Alors c’est très bien, cette petite chose.
Mise en scène prenante, pitch puissant, montée de la tension astucieuse (pas réellement régulière, ça fonctionne plus par accélérations successives, créant un effet de palier), acteurs prodigieux (bon, Goodman, on s’en doute, mais les deux autres ne déméritent pas)…
Au-delà de ça, il y a une caméra intelligente, qui sait se placer et qui spatialise vraiment bien, avec une sensibilité assez roublarde pour tout ce qui est hors-champ (des trucs apparaissent par les côtés afin de ménager des surprises…). Et puis il y a le jeu de la perception visuelle, tronquée par l’embrasure d’une vitre étroite, de l’entrebâillement d’une porte, du pare-brise d’une voiture voire de la visière d’un masque. Abrams étant à la production, on se doute bien que cette approche spielbergienne du sur-cadrage est bien présente. Mais ça permet de plonger le spectateur dans le récit, de le priver en partie d’information, tout en faisant des clins d’œil évident (le masque à gaz, si c’est pas un coup de coude à Gravity, ça…)
Et surtout, surtout, il y a un travail sur le son qui est prodigieux. Surtout les basses, qui restituent à merveille cette sensation d’entendre des choses sans réellement les distinguer. Cela donne un effet immersif imparable.
Après, la construction du film est un véritable catalogue du système « plant / pay off ». Pour ceux qui ne savent pas ce que c’est, grosso modo, cela consiste à planter une graine dans le récit afin d’en récolter les fruits plus tard dans l’intrigue. Souvenez-vous du briquet que Felix Leiter offre à James Bond dans Permis de tuer, briquet mal réglé et donc inutilisable, et qui pourtant lui servira bien à la fin du film.
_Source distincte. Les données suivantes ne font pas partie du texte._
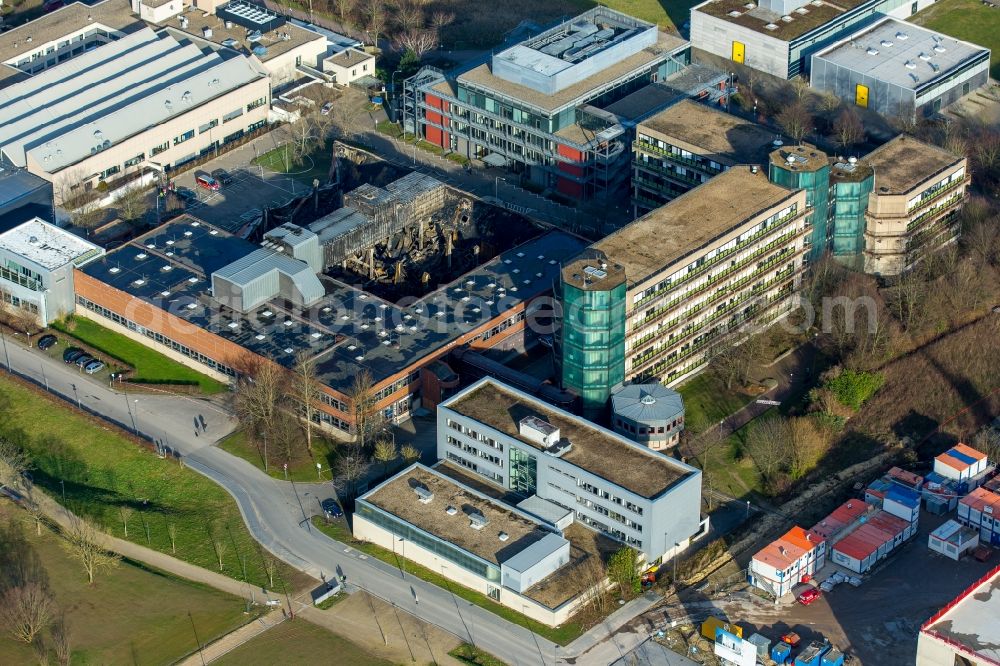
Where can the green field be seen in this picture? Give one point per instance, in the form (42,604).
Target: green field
(299,642)
(130,615)
(300,469)
(149,365)
(969,20)
(563,635)
(102,471)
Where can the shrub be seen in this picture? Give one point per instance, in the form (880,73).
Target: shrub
(852,388)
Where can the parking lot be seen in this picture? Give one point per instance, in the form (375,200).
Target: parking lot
(878,621)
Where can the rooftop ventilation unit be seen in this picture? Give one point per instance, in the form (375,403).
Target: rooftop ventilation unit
(478,521)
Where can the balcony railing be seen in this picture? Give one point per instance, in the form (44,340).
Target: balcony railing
(778,224)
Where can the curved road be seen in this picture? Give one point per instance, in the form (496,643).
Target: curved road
(277,513)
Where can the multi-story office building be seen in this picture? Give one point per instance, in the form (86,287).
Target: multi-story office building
(536,106)
(37,265)
(900,69)
(650,300)
(624,490)
(913,209)
(687,144)
(780,36)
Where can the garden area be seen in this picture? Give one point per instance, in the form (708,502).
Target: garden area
(103,475)
(150,366)
(131,614)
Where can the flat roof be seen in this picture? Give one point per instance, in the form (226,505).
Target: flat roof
(114,14)
(971,620)
(816,14)
(903,163)
(346,331)
(696,218)
(281,40)
(718,134)
(72,110)
(47,245)
(398,497)
(595,450)
(902,54)
(482,77)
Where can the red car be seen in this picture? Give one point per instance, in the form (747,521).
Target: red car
(809,596)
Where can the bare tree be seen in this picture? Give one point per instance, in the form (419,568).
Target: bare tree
(385,452)
(410,453)
(132,203)
(125,512)
(362,397)
(26,610)
(306,391)
(796,120)
(89,545)
(847,129)
(61,642)
(419,41)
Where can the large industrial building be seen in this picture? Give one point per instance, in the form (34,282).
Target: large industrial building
(536,107)
(650,300)
(685,145)
(965,630)
(517,443)
(913,209)
(207,298)
(900,70)
(37,266)
(780,36)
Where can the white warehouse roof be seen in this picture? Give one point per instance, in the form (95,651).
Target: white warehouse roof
(47,246)
(77,108)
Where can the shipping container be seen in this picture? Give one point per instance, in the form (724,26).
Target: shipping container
(781,653)
(709,626)
(833,658)
(812,654)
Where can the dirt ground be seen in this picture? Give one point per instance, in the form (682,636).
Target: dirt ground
(365,620)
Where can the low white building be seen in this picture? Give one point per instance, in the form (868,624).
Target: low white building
(349,65)
(36,268)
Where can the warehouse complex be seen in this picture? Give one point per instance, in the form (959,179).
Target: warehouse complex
(651,299)
(900,69)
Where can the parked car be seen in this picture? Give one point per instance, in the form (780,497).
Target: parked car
(809,596)
(331,507)
(222,176)
(205,181)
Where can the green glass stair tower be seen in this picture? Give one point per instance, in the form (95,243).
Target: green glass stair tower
(591,341)
(806,167)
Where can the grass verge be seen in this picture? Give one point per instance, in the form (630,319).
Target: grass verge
(563,635)
(470,654)
(299,469)
(299,642)
(99,472)
(130,615)
(149,364)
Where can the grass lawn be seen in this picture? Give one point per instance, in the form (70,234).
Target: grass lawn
(299,642)
(149,364)
(103,470)
(970,20)
(562,635)
(130,615)
(707,401)
(301,469)
(317,166)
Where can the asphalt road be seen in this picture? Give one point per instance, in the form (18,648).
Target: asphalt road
(277,513)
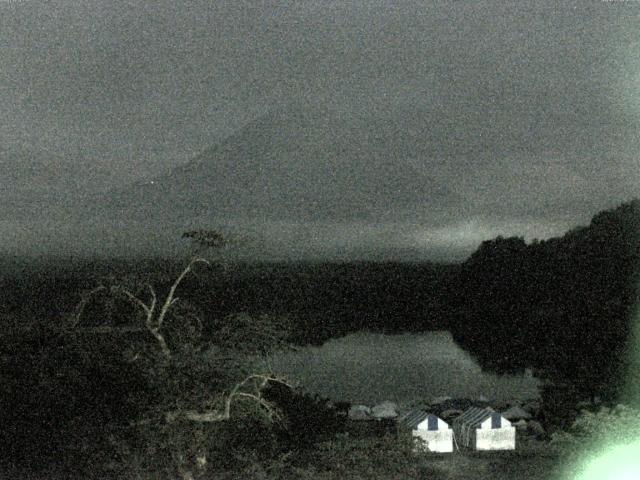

Voilà, c’est en gros ça, du « plant / pay off », une astuce qui permet d’éviter les effets qui tombent comme des cheveux sur la soupe. Hé bien 10 Cloverfield Lane est en plein. À ras-bord. À craquer.
Alors ça peut en agacer certains. Parce qu’on en déniche plein, et on se dit « ah ah, ça va servir plus tard ». Ça peut sembler systématique, et la critique ne serait pas malvenue, tant c’est vrai. Cela dit, ça fonctionne particulièrement bien avec le personnage qu’incarne Goodman, un survivaliste adepte des théories du complot (et sans doute de l’adage de Batman qui dit « si tu échoues à te préparer, tu te prépares à l’échec »), qui a tout prévu et chez qui tous les objets ont leur importance. Ce déluge de « plant / pay off » est en total raccord avec le sujet traité.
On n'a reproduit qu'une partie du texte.